Désordre au sein du Rassemblement: La Monusco propose ses bons offices

La crise au sein du Rassemblement a pris des allures tellement inquiétantes, qu’elle risque de paralyser tout le processus électoral  et compliquer ainsi la réalisation du chronogramme tel qu’arrêté dans l’accord de la Saint-Sylvestre. D’où viendra enfin le salut ? C’est la question que d’aucuns ne cessent de se poser, au vu des perspectives qui deviennent de plus en plus compromises. Et pourtant, l’épiscopat congolais, lui qui reçoit les différentes ailes du Rassemblement, estime que cette situation, si elle n’est pas résolue à temps, risque de compromettre la réalisation de l’accord du 31 décembre 2017.

Partie-prenante dans le processus électoral congolais, la Monusco, à travers Charles Bambara, son Directeur de la Division de l’Information publique et porte-parole par intérim, revient sur  « les bons offices » de la Monusco, pour expliquer que pour beaucoup, ce ne sont pas des actions qu’ils voient : « mais je peux vous certifier que les bons offices du Représentant spécial continuent. Il a reçu encore cette semaine toutes les tendances de l’échiquier politique congolais : de la Majorité présidentielle comme de l’Opposition. Il a continué à recevoir et à s’entretenir avec les membres de la CENCO. Pourquoi ? Pour vraiment essayer de rapprocher les points de vue au niveau de l’opposition », dit-il.

Et de renchérir que c’est vrai que cette scission au sein du Rassemblement pose problème en ce sens que ça paralyse quelque peu d’ailleurs le travail de la CENCO. Il est revenu sur le communiqué cette semaine de l’Union Européenne qui va dans ce sens, qui appelle les uns et les autres à plus de responsabilité, afin que l’on puisse aller vers l’échéance des élections prévues d’ici la fin de cette année.

« Nous sommes d’accord qu’il faut dans un premier temps, qu’il y ait ce regroupement au sein du Rassemblement pour que la CENCO puisse continuer son travail, le travail qu’il a entrepris avec la signature de l’accord du 31 décembre, afin que nous puissions progresser de façon raisonnable vers les échéances électorales du mois de décembre de cette année », poursuit-il.

Soulignons que le lundi dernier, le Conseil de l’Europe  a salué l’accord du 31 décembre 2016 qui représente la seule voie pour asseoir la légitimité nécessaire aux institutions qui devraient gérer la transition, y compris celle de la présidence.
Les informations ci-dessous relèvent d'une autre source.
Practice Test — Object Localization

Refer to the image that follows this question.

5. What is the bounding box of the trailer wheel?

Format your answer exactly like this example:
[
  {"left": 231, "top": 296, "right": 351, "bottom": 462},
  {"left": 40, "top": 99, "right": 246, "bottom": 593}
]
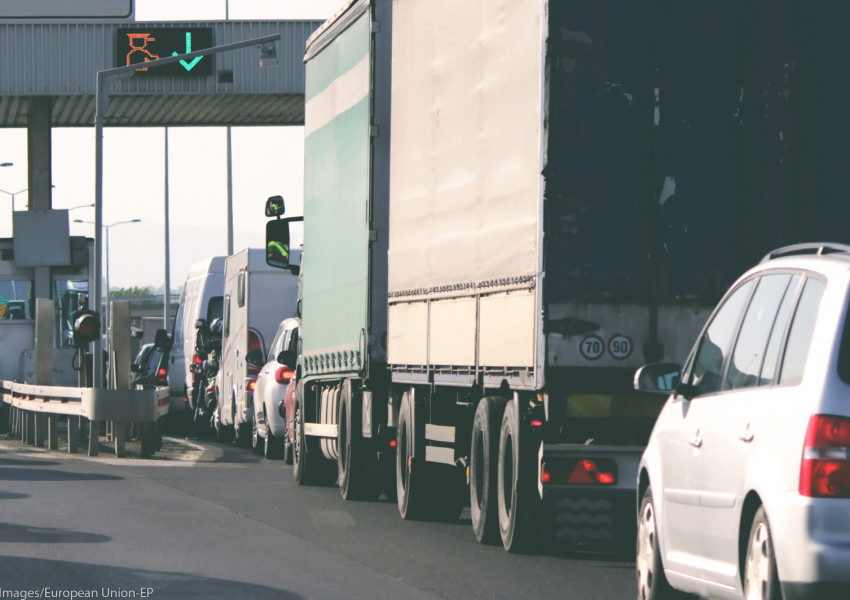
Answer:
[
  {"left": 337, "top": 379, "right": 380, "bottom": 500},
  {"left": 395, "top": 392, "right": 426, "bottom": 520},
  {"left": 469, "top": 396, "right": 507, "bottom": 544},
  {"left": 263, "top": 427, "right": 283, "bottom": 458},
  {"left": 496, "top": 401, "right": 527, "bottom": 552},
  {"left": 251, "top": 419, "right": 266, "bottom": 456},
  {"left": 292, "top": 399, "right": 315, "bottom": 485},
  {"left": 283, "top": 433, "right": 294, "bottom": 465}
]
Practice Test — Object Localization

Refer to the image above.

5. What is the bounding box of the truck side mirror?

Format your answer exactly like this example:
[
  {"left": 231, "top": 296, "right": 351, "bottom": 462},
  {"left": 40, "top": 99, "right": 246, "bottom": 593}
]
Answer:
[
  {"left": 153, "top": 329, "right": 173, "bottom": 350},
  {"left": 266, "top": 196, "right": 286, "bottom": 217},
  {"left": 245, "top": 350, "right": 265, "bottom": 367},
  {"left": 266, "top": 220, "right": 289, "bottom": 269}
]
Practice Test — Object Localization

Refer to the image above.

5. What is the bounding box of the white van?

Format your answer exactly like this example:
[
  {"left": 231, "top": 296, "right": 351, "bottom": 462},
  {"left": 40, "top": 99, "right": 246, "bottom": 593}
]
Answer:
[
  {"left": 213, "top": 248, "right": 301, "bottom": 442},
  {"left": 168, "top": 256, "right": 225, "bottom": 412}
]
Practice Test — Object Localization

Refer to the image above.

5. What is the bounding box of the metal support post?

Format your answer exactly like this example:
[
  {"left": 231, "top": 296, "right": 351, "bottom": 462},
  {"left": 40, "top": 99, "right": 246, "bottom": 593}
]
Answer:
[{"left": 47, "top": 415, "right": 59, "bottom": 450}]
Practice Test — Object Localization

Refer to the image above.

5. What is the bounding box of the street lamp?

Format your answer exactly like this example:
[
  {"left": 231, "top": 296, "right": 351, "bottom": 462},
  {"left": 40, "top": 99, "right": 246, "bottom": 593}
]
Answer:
[{"left": 74, "top": 219, "right": 141, "bottom": 327}]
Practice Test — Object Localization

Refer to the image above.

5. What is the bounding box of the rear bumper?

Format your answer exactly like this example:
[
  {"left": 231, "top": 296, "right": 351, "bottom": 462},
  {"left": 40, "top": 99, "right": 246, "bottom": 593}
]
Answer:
[
  {"left": 531, "top": 490, "right": 637, "bottom": 551},
  {"left": 782, "top": 581, "right": 850, "bottom": 600}
]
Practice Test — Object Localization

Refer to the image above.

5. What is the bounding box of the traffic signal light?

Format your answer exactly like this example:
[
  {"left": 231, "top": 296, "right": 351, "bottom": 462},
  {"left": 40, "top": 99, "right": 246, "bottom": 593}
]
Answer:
[{"left": 71, "top": 310, "right": 100, "bottom": 346}]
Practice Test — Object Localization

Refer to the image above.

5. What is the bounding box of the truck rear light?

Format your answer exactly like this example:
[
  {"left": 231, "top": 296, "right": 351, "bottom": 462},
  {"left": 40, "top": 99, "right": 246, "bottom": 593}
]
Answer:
[
  {"left": 274, "top": 366, "right": 295, "bottom": 383},
  {"left": 192, "top": 354, "right": 204, "bottom": 385},
  {"left": 800, "top": 415, "right": 850, "bottom": 498},
  {"left": 540, "top": 458, "right": 617, "bottom": 485}
]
Pour elle, ni la disparition du leader de l’opposition Etienne Tshisekedi, ni la situation sécuritaire ne doivent offrir de prétexte pour remettre en question ce processus qui doit mener à une alternance démocratique et pacifique du pouvoir.

Cet accord prévoit entre autre le maintien en fonction du Président pour autant qu’un Premier ministre présenté par l’opposition soit nommé et que toutes les institutions soient assurées par intérim jusqu’à la fin de l’année. La récente nomination d’un nouveau président du Conseil des Sages du Rassemblement, qui également remplira la fonction de président du Conseil National de Suivi de l’Accord (CNSA), constitue dans ce sens un premier pas.